スピノザの『エチカ』と趣味のブログ

スピノザの『エチカ』について僕が考えていることと,趣味である将棋・競馬・競輪などについて綴るブログです。

フェアペギー&同様の虚構

2017-11-30 19:25:53 | 血統
 JBCスプリントを勝ったニシケンモノノフの母系はとても古くから日本で続いています。ニシケンモノノフの11代母に当たるフェアペギーが基礎繁殖輸入牝馬。ファミリーナンバー6。1902年にイギリスで産まれた馬で,1909年には小岩井農場に輸入されて日本で繁殖生活を送っています。1909年というのは明治42年です。
                                     
 これだけ長く続いている血統ですから,代表馬もいれば大レースの勝ち馬もいるのですが,これらはいずれも僕の競馬キャリアの始まる前。それどころか産まれる前のことです。僕は来月で47歳になりますし,競馬キャリアも30年以上になりますから,活力という点でいえばもう落ちてしまっている系統だといっていいでしょう。
 僕の競馬キャリアの中,すなわちここ30年でも,重賞を勝った馬というのはニシケンモノノフ以外には2頭しかいません。1頭が1998年にTCK女王盃を勝った笠松のトミケンクイン。もう1頭は2004年に京成杯を勝ったフォーカルポイントです。ニシケンモノノフの3代母の半弟にあたるステートジャガーが大阪杯を勝ったのは1985年。僕は産まれていますが,まだ競馬キャリアは始まっていません。これ以降,トミケンクインまで13年の歳月があり,さらにフォーカルポイントまで6年の歳月がありました。ニシケンモノノフは2013年に兵庫ジュニアグランプリを勝っていますから,フォーカルポイントからは9年の歳月があったことになります。
 この系統から出た大レースの勝ち馬というのは,戦後間もない1947年に秋の天皇賞を勝ったトヨウメを最後に途絶えていました。つまり70年間も大レースの勝ち馬が皆無だったのです。これだけ長い空白期間を経て大レースの勝ち馬が同一牝系から出るというのは,かなり異例のことになるのではないかと思います。

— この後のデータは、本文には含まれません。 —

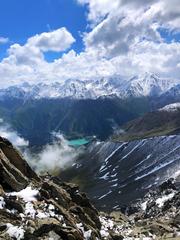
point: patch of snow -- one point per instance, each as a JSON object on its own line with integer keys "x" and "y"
{"x": 15, "y": 231}
{"x": 144, "y": 205}
{"x": 29, "y": 210}
{"x": 86, "y": 234}
{"x": 160, "y": 201}
{"x": 171, "y": 107}
{"x": 105, "y": 195}
{"x": 28, "y": 194}
{"x": 2, "y": 203}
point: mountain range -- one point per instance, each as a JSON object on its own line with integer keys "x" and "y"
{"x": 144, "y": 85}
{"x": 79, "y": 108}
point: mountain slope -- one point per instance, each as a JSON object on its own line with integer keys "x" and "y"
{"x": 144, "y": 85}
{"x": 114, "y": 174}
{"x": 165, "y": 121}
{"x": 35, "y": 120}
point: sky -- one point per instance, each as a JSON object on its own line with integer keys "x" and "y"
{"x": 54, "y": 40}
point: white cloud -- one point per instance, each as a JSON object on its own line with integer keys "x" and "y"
{"x": 11, "y": 135}
{"x": 53, "y": 157}
{"x": 4, "y": 40}
{"x": 57, "y": 41}
{"x": 124, "y": 39}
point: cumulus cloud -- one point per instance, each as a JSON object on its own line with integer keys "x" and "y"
{"x": 58, "y": 40}
{"x": 53, "y": 157}
{"x": 32, "y": 52}
{"x": 125, "y": 39}
{"x": 7, "y": 132}
{"x": 4, "y": 40}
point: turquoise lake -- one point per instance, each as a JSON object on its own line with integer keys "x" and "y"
{"x": 78, "y": 142}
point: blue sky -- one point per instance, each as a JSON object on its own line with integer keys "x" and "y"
{"x": 54, "y": 40}
{"x": 21, "y": 19}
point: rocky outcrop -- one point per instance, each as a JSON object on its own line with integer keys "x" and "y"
{"x": 34, "y": 208}
{"x": 41, "y": 208}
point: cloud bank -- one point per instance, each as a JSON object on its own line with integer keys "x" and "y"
{"x": 7, "y": 132}
{"x": 126, "y": 37}
{"x": 54, "y": 157}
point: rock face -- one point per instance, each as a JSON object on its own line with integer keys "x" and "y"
{"x": 35, "y": 208}
{"x": 41, "y": 208}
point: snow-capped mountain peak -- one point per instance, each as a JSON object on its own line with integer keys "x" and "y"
{"x": 147, "y": 84}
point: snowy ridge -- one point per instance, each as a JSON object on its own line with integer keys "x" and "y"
{"x": 171, "y": 107}
{"x": 137, "y": 86}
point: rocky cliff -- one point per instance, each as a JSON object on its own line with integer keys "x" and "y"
{"x": 34, "y": 208}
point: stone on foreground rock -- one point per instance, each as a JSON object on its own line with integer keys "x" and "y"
{"x": 41, "y": 208}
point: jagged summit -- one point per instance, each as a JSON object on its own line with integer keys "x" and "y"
{"x": 147, "y": 84}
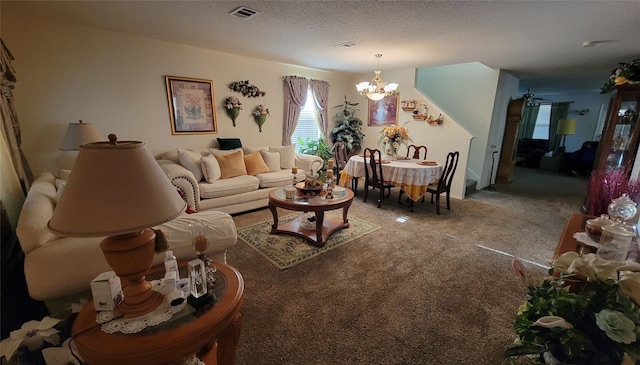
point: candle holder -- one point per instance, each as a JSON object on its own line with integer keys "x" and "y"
{"x": 201, "y": 237}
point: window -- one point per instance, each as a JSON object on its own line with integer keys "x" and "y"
{"x": 307, "y": 123}
{"x": 541, "y": 129}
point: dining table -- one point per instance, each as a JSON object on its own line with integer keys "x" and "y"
{"x": 413, "y": 176}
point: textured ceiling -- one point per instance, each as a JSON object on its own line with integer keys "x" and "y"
{"x": 539, "y": 42}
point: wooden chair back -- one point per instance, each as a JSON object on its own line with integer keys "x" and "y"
{"x": 373, "y": 168}
{"x": 340, "y": 154}
{"x": 414, "y": 151}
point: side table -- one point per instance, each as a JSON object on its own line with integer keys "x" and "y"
{"x": 211, "y": 332}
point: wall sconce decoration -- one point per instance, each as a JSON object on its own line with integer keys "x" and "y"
{"x": 246, "y": 89}
{"x": 233, "y": 107}
{"x": 420, "y": 113}
{"x": 260, "y": 115}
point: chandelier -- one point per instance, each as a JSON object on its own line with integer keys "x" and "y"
{"x": 377, "y": 89}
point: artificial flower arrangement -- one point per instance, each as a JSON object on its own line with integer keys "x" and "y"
{"x": 587, "y": 312}
{"x": 246, "y": 89}
{"x": 391, "y": 137}
{"x": 625, "y": 73}
{"x": 233, "y": 107}
{"x": 260, "y": 115}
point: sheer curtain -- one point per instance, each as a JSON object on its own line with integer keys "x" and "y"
{"x": 320, "y": 93}
{"x": 295, "y": 95}
{"x": 528, "y": 123}
{"x": 558, "y": 111}
{"x": 10, "y": 124}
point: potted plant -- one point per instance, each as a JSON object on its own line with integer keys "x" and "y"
{"x": 348, "y": 128}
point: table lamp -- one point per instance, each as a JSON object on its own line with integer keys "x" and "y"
{"x": 117, "y": 189}
{"x": 79, "y": 134}
{"x": 565, "y": 127}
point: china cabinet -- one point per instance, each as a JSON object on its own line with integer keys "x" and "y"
{"x": 619, "y": 142}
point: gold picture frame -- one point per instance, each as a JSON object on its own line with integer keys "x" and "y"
{"x": 191, "y": 105}
{"x": 383, "y": 111}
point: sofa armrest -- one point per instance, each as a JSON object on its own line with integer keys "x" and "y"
{"x": 184, "y": 181}
{"x": 304, "y": 161}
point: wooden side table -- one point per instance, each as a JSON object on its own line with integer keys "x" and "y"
{"x": 212, "y": 331}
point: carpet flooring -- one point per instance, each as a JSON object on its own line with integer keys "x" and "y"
{"x": 285, "y": 251}
{"x": 423, "y": 289}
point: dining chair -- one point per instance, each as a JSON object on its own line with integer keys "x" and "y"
{"x": 443, "y": 185}
{"x": 414, "y": 151}
{"x": 373, "y": 177}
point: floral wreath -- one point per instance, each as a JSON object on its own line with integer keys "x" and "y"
{"x": 246, "y": 89}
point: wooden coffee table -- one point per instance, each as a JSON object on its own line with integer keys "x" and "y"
{"x": 342, "y": 198}
{"x": 211, "y": 332}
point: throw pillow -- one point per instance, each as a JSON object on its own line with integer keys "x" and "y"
{"x": 191, "y": 161}
{"x": 272, "y": 159}
{"x": 255, "y": 164}
{"x": 229, "y": 143}
{"x": 210, "y": 168}
{"x": 231, "y": 165}
{"x": 287, "y": 155}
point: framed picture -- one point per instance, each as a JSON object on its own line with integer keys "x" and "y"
{"x": 382, "y": 112}
{"x": 191, "y": 105}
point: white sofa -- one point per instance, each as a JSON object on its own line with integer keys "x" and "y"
{"x": 57, "y": 267}
{"x": 238, "y": 193}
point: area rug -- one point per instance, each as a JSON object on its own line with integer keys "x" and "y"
{"x": 285, "y": 251}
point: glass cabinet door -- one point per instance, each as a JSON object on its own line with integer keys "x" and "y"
{"x": 619, "y": 143}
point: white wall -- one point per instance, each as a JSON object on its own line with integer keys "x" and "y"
{"x": 116, "y": 81}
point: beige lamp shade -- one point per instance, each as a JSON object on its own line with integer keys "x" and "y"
{"x": 114, "y": 188}
{"x": 566, "y": 126}
{"x": 79, "y": 134}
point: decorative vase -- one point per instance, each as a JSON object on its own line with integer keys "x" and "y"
{"x": 233, "y": 114}
{"x": 392, "y": 153}
{"x": 260, "y": 119}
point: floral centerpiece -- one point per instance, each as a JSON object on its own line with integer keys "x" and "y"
{"x": 587, "y": 313}
{"x": 260, "y": 115}
{"x": 391, "y": 137}
{"x": 625, "y": 73}
{"x": 233, "y": 107}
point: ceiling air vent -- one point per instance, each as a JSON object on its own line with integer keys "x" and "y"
{"x": 244, "y": 12}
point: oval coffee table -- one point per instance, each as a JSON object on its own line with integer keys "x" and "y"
{"x": 342, "y": 198}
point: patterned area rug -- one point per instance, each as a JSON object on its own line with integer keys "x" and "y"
{"x": 285, "y": 251}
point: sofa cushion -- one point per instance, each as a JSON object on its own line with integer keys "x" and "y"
{"x": 227, "y": 187}
{"x": 272, "y": 159}
{"x": 287, "y": 155}
{"x": 232, "y": 164}
{"x": 255, "y": 164}
{"x": 275, "y": 179}
{"x": 229, "y": 143}
{"x": 210, "y": 168}
{"x": 190, "y": 159}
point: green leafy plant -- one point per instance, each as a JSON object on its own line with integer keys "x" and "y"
{"x": 348, "y": 127}
{"x": 587, "y": 313}
{"x": 318, "y": 148}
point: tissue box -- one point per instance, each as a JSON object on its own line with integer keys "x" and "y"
{"x": 106, "y": 290}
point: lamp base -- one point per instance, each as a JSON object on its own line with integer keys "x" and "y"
{"x": 130, "y": 256}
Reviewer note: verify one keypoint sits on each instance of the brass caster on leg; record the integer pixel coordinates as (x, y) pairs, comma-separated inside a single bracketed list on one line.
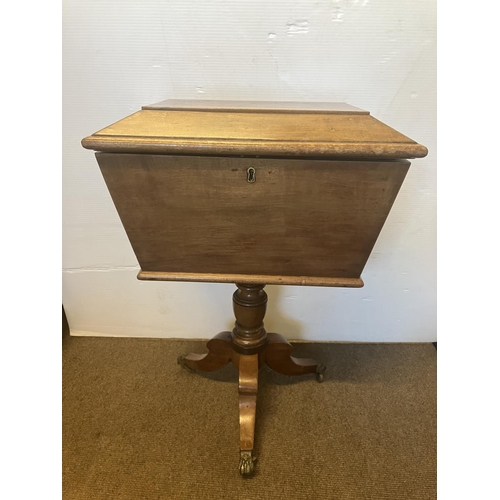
[(246, 466), (319, 372), (181, 360)]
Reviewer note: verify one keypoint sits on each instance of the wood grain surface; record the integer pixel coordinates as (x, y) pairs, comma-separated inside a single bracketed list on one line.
[(300, 218)]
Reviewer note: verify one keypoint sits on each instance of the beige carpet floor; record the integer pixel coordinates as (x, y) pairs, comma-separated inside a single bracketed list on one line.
[(136, 426)]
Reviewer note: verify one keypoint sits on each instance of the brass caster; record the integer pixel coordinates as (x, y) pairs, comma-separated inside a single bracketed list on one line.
[(246, 466), (319, 372), (181, 360)]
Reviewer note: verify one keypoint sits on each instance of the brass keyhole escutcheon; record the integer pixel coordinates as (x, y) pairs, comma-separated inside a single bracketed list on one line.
[(251, 174)]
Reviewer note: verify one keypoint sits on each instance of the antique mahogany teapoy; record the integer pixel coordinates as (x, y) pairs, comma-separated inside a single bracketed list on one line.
[(252, 193)]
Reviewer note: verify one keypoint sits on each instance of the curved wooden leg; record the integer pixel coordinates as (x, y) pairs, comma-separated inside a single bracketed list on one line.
[(247, 388), (279, 358), (218, 355)]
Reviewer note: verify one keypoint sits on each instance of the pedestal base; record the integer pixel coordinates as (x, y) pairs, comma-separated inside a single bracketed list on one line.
[(249, 347)]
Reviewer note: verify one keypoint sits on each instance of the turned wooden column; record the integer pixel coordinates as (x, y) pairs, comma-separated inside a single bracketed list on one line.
[(249, 304)]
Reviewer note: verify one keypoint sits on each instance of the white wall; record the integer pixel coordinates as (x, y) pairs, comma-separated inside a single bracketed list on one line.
[(118, 55)]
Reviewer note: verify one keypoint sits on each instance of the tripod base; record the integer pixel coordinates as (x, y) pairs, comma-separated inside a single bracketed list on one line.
[(249, 347)]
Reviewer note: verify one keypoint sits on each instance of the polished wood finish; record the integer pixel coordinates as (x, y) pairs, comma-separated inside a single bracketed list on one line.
[(246, 130), (251, 279), (249, 306), (247, 391), (256, 106), (279, 358), (301, 218), (252, 193)]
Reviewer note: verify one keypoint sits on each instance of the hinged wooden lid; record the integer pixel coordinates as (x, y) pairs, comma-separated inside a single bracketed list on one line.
[(255, 129)]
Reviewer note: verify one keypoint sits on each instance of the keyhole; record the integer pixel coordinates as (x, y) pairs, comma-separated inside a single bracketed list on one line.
[(251, 174)]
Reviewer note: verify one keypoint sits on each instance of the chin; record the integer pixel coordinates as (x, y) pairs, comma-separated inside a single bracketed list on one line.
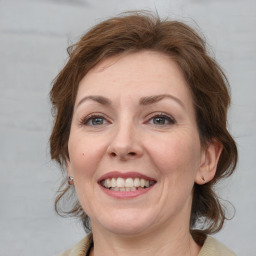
[(125, 224)]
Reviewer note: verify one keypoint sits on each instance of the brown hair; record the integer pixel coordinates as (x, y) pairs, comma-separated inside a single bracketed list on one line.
[(208, 84)]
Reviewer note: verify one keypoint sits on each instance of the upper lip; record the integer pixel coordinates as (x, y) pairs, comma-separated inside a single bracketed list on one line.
[(124, 175)]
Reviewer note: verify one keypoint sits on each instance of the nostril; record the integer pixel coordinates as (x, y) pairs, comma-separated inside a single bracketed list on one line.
[(113, 154)]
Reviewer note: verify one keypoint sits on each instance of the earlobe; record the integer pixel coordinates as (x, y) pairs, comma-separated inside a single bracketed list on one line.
[(209, 161)]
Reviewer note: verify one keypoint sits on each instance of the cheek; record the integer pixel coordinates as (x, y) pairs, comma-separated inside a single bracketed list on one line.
[(178, 156), (83, 156)]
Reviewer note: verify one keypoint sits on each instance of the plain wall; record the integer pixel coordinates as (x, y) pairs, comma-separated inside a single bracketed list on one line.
[(34, 35)]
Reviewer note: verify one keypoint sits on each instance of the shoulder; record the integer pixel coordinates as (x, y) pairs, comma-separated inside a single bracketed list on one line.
[(212, 247), (80, 249)]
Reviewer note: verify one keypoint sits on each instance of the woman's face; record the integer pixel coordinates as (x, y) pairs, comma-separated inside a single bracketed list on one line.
[(134, 146)]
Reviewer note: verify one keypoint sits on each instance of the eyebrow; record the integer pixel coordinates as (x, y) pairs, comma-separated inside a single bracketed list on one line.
[(144, 101), (156, 98), (100, 99)]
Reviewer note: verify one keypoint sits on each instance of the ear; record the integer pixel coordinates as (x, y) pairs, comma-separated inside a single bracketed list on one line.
[(209, 159)]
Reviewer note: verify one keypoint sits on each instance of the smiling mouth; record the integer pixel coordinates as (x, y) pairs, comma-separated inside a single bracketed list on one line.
[(128, 184)]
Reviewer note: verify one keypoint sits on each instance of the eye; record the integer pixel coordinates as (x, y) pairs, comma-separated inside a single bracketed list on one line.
[(94, 120), (161, 120)]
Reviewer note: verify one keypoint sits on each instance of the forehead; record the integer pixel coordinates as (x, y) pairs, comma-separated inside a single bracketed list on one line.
[(141, 73)]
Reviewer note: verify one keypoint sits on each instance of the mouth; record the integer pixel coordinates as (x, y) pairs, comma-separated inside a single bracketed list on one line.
[(127, 184)]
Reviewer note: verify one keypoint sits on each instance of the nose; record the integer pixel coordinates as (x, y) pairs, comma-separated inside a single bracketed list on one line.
[(125, 143)]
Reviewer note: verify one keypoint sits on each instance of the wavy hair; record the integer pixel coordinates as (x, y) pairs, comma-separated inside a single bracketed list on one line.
[(133, 32)]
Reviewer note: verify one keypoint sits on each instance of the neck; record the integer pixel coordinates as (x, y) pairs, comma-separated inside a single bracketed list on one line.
[(159, 242)]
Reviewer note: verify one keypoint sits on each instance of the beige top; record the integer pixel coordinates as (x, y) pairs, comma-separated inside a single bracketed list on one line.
[(211, 247)]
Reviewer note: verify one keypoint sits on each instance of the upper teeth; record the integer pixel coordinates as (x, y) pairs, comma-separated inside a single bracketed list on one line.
[(126, 183)]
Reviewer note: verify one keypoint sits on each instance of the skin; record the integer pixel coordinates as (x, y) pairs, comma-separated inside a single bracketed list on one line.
[(158, 139)]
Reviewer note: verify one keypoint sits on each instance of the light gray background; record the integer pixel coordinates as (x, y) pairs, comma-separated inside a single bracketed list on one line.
[(34, 35)]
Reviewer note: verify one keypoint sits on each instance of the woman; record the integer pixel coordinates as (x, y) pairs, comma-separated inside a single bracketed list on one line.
[(140, 127)]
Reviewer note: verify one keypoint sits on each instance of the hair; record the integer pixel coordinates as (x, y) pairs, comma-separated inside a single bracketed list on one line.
[(134, 32)]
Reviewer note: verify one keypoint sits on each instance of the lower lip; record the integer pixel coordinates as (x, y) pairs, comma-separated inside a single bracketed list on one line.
[(126, 194)]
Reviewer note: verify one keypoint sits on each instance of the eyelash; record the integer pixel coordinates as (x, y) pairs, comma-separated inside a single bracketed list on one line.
[(164, 116), (91, 117)]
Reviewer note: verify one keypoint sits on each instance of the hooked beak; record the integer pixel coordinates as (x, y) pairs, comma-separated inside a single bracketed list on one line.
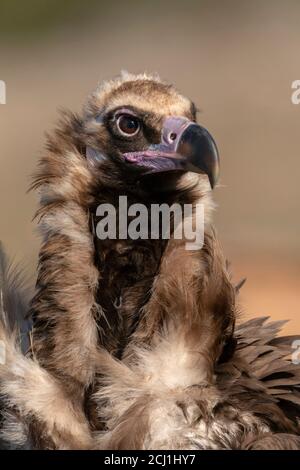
[(184, 146)]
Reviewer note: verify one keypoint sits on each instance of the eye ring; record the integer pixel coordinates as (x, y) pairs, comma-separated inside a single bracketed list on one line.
[(128, 125)]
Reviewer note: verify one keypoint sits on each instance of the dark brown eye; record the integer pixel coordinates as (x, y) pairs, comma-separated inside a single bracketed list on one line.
[(128, 125)]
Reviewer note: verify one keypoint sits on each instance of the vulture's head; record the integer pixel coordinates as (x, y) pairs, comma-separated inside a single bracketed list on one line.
[(143, 132)]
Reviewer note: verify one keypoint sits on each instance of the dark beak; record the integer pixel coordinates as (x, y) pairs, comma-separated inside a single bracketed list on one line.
[(185, 146)]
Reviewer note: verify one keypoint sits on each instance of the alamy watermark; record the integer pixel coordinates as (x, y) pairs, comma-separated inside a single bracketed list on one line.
[(157, 221), (2, 92)]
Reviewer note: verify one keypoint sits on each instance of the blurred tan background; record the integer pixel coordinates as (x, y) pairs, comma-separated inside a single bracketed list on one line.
[(236, 59)]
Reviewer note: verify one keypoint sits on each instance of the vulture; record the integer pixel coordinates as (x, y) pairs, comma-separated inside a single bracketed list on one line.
[(136, 343)]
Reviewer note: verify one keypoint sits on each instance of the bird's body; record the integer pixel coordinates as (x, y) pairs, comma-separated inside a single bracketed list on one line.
[(134, 343)]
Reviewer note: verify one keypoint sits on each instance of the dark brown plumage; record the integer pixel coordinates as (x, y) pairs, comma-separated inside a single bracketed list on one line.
[(134, 343)]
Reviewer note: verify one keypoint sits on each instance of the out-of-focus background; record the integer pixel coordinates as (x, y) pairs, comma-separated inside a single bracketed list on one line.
[(236, 59)]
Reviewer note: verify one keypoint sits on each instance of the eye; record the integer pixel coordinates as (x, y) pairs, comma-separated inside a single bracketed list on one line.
[(128, 125)]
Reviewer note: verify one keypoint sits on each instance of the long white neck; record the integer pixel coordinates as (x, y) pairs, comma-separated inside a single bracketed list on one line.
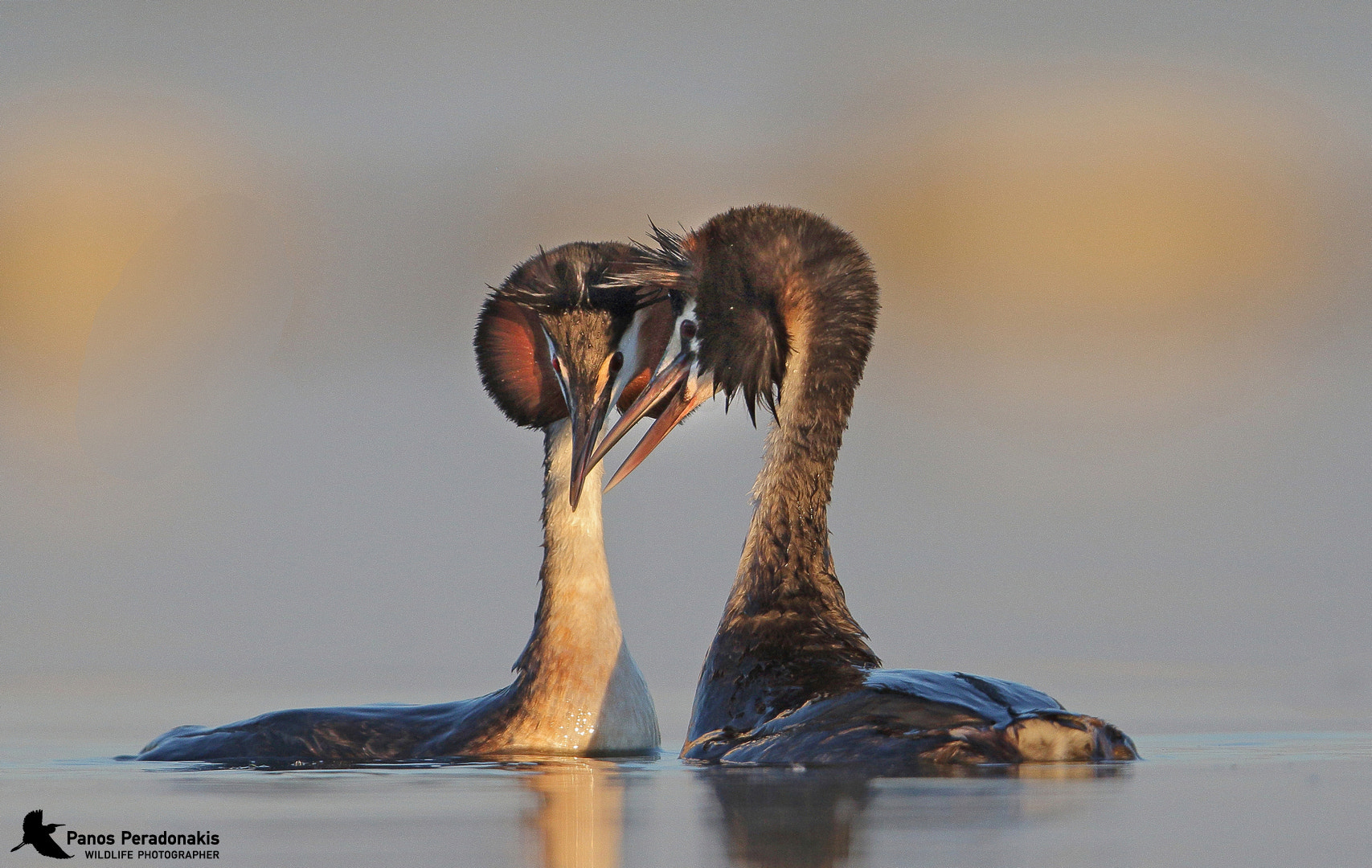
[(580, 690)]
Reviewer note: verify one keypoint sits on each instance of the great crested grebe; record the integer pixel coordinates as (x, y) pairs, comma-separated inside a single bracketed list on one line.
[(549, 350), (780, 305)]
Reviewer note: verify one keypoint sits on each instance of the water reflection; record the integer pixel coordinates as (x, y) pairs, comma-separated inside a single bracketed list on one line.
[(822, 817), (580, 817)]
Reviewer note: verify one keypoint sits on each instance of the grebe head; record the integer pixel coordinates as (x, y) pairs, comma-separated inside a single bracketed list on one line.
[(563, 339), (729, 335)]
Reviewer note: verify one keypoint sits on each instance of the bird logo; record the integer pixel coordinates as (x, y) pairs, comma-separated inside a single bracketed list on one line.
[(40, 837)]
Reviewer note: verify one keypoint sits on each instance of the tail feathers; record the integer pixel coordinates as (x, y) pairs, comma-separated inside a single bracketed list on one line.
[(1069, 738)]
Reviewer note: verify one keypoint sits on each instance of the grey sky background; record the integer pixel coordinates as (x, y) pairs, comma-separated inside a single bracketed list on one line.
[(1113, 440)]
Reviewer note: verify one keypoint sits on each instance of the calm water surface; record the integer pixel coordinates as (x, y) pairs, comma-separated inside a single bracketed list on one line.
[(1284, 798)]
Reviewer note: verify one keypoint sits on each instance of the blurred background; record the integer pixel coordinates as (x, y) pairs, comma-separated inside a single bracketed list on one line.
[(1114, 439)]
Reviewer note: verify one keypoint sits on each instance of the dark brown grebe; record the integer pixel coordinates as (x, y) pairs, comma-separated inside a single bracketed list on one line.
[(780, 305), (547, 345)]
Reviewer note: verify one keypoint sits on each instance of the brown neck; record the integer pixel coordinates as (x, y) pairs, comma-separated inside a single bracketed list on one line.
[(786, 634), (786, 565)]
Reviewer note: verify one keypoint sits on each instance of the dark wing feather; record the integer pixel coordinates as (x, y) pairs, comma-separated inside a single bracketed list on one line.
[(44, 844)]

 第五部定理二九備考では,ものが二様の仕方で現実的なものとして概念されるといわれています。その条件となるのは,僕たちが第三種の認識cognitio tertii generisで第五部定理二三でいわれているあるものaliquidを認識することです。したがってこの限りでは,僕たちは物体corpusとしての円が延長の属性Extensionis attributumに包容される限りで存在しているということを認識するのであっても,その円を現実的なものとして認識していることになるでしょう。もちろん,スピノザが示すような仕方で僕たちの精神mensが円を十全に認識するとき,その認識は第三種の認識ではなくて第二種の認識cognitio secundi generisであるといわなければなりません。いい換えれば第二部定理四四系二でいわれている理性の本性natura Rationisに属する認識が,円という具体的な個物res singularisに適用される場合の認識であるといえます。しかしもしそれが第三種の認識と結び付くのであれば,それは同時に現実的な認識でもあることになるのです。
 ゲーテJohann Wolfgang von Goetheによる原型の認識というのは,第三種の認識と明らかに関連性がありました。なのでこの観点からは,原型というのは単なる形而上学的な観点でなくて,現実的な観点であった可能性もあります。少なくとも大槻がいっていることから類推するなら,ゲーテ自身はそのように解していたという可能性がかなり高いように僕は思います。ただこれはあくまでも『ゲーテとスピノザ主義』からの類推であり,僕には断定できませんので,この観点を僕は強調することはしません。
 スピノザは円の定義Definitioを直線の運動motusという虚構によって規定しました。しかしこのような虚構が許されるのであれば,同様の虚構もまた許されなければなりません。たとえばこの運動は,一回転するから円という図形の発生を示し得ますが,もし半回転だけするなら,つまり180°だけ運動するなら,円の発生ではなく半円の発生を示すでしょう。そしてこれが半円の発生を含む以上,これは半円のよい定義であるといわなければなりません。同様にこの半円が直線部分を軸にして一回転という運動をするなら,球という図形が形成されることになります。これもまた球という図形の発生を含むのですから,球のよい定義であり,これはスピノザ自身も認めていることです。